2026年初釣り

今年は仕事のスケジュールに余裕があり、いい季節になったら釣り合宿をしてみようかなどと思っていたところ、4月から想定外の職責が加わり、身体も頭も持っていかれている。
寄稿集のつぎは、トップウォーター年表をブラッシュアップしたり、プラグ紹介のページを充実させたりしたかったがそれも難しそう。
毎日1時間ずつでもコツコツ取り組めば、あれもこれもできるはずだが、これというプロジェクトに飛びついて、それを完成させることだけに集中して過ごす、というやり方しか自分はできない。
おのれの性分が恨めしい。

所長が誘ってくれたので、今年初のトップウォーターバスフィッシングに行けた。

湖には予想外の濁りが入っていて、ときおり吹く風も冷たく、勢いよく水が落ちる流れ込みを横切らせたジュニア君ハンドメイドのペンシルに黒い影が追尾したのが唯一の反応だった。

アーキテクト・ヴァンパイア

「釣れなくても楽しい」
というのは、スタイルの表明というよりたんなる事実であって、謎ですらある。

「インスタ見てると、ボートをずっと動かしながら斜め斜めにキャストを重ねていく釣りしてたりしますよね」
「テンポ良く広範囲に釣りができて、確率が上がりそうだよね。やってみたいかというと微妙だけど」

「こういうときはロングポーズが効くかもしれませんね」
「そうだね。でもあれって、ポイントが絞れてないと、なかなか続けられないよね」

やらない言い訳に長けたさまは、まるで窓際サラリーマンのようだ。
バスが釣りたい、もっと釣れるようになりたいという気持ちはあるけれど、いつもそこには条件がついてまわる。

なじみの美容師さんがバス釣りもちょっとやる人で、その人に「好きなルアーを使ってでしか、バスを釣る気にならないんですよね」と話したところ、「めんどくさい人ですね」と言われた。
まあそうかもしれないけど、自然とそうなってしまったのだからしょうがない。
そもそも、ルアーフィッシングだって、ルアーという縛りのなかで釣りをすることだし、なぜかと聞かれても、そのことについて考えたことがある人なんてわずかだろう。
自分が設定したゲームのなかに豊穣で熱中できるものを感じていたら、世界の境界は気にならない。

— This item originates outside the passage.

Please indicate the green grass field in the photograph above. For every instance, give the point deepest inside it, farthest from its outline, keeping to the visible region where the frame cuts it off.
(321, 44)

このような、いってみれば人間の「わがまま」みたいなものを、深いところで、さまざまに受け止めてくれるのが、バス釣りのいいところなんじゃないか。

その一方で、灼熱の夏がくる前に最初の1匹を釣っておかねば、といった焦りも切実につのる。
去年釣ったバスは1匹で、バス釣りをはじめてから30年ちかく毎年バスを釣っており、途絶えさせたくない。

トップウォータージャンキー・ヴァンガード

自分の場合、「わがまま」がなにと共鳴しているかというと、それはプラグであり、プラグを動かすプラッギングになる。

この日も何回首振りをさせただろうか。
ワンキャストで10回首振りさせるとして、キャストから回収まで1分。
1時間に600ウォークさせていることになる。
この日は9時間釣りしたので概算合計5,400ターン。
久しぶりの釣りで左手の握力がなくなった。

楽しかったのはトップウォータージャンキーのチックイーターとヴァンガード、ハトリーズのサスピション、ギルモアのBIG-G。
それぞれのプラグにそれぞれの間合いがあって、その日の自分のリズムや、フィールドの景色とフィットしたり、しなかったりする。
ナイスキャストのあとにナイスプラッギングができたときの恍惚した心持ち。
それに「くるか!」と期待が重なったときの高揚感。
羽鳥さんが探究した犬歩きの冒険は、このようにして今も続いているのだと思う。

ぜんぜん話は変わるけど、何年も前、釣りの帰りに寄った定食屋で、おたがい自分がなにを食べたのかはまったく記憶になく、しかし相手が注文したものは覚えていた、という事実も印象に残った。